Superconvergence analysis of linear FEM based on the polynomial preserving recovery and Richardson extrapolation for Helmholtz equation with high wave number

We study superconvergence property of the linear finite element method with the polynomial preserving recovery (PPR) and Richardson extrapolation for the two dimensional Helmholtz equation. The $H^1$-error estimate with explicit dependence on the wave number $k$ {is} derived. First, we prove that under the assumption $k(kh)^2\leq C_0$ ($h$ is the mesh size) and certain mesh condition, the estimate between the finite element solution and the linear interpolation of the exact solution is superconvergent under the $H^1$-seminorm, although the pollution error still exists. Second, we prove a similar result for the recovered gradient by PPR and found that the PPR can only improve the interpolation error and has no effect on the pollution error.
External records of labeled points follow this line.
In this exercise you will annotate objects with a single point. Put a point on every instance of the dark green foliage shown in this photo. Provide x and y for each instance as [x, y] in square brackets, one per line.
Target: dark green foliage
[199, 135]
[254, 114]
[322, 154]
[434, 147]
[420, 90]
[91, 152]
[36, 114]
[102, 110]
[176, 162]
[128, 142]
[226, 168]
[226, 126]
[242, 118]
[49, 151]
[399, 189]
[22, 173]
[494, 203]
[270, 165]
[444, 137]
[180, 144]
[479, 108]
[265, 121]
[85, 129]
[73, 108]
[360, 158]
Furthermore, we estimate the error between the finite element gradient and recovered gradient and discovered that the pollution error is canceled between these two quantities. Finally, we apply the Richardson extrapolation to recovered gradient and demonstrate numerically that PPR combined with the Richardson extrapolation can reduce the interpolation and pollution errors simultaneously, and therefore, leads to an asymptotically exact {\it a posteriori} error estimator. All theoretical findings are verified by numerical tests.